According to Greystone Associates, a medical and healthcare technology consulting firm providing services in
strategic planning, venture development, product commercialization, and technology assessment - is addressing the
possible challenges facing
cancer vaccines coming to market in the statement, "In spite of the market hype and wishful thinking, the
results of clinical trials for cancer vaccines to date have been mixed and often disappointing.
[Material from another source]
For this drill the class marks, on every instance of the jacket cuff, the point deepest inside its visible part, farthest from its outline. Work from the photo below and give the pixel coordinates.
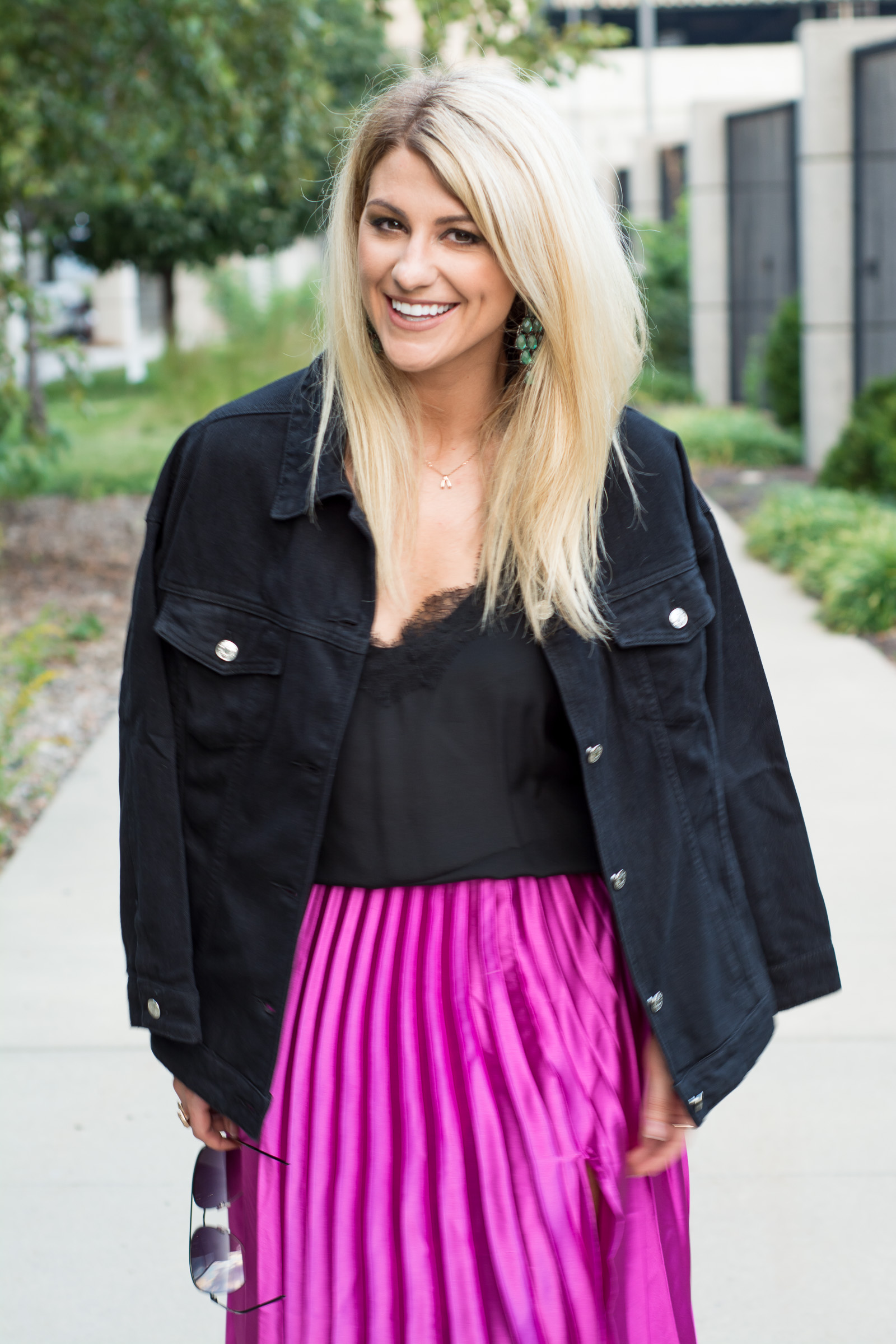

While the challenge of
creating and successfully proving the efficacy of a vaccine that can effectively treat America's second-deadliest
disease is perhaps without medical precedent, a close look at the dynamics and regulatory environment of the clinical
trial process provides insight into possible reasons why the first approvable, truly therapeutic cancer vaccine may
still be years away." Seems the first problem is proving the efficiency of cancer vaccines in clinical trails,
given results that can not be measured with true analytical accuracy or precision among patients. The second problem
appears to be governmental and corporate."Cancer vaccines are playing by rules which in some ways place them at a distinct disadvantage relative to the therapeutic value they have been designed to deliver," explains George Perros, Greystone Associates Managing Director. "These issues, which will require a strong working relationship between vaccine developers and key FDA and NCI decision makers to resolve, must be addressed if the promise of cancer vaccines is to be fully realized."
I am not the least bit interested in easing the way for companies in a rush to get drugs to market so they can enhance their financial bottom line. I want drugs that make it to market to be thoroughly tested and proven safe. But I will be aggravated to learn that there are factors slowing the process that could have been avoided.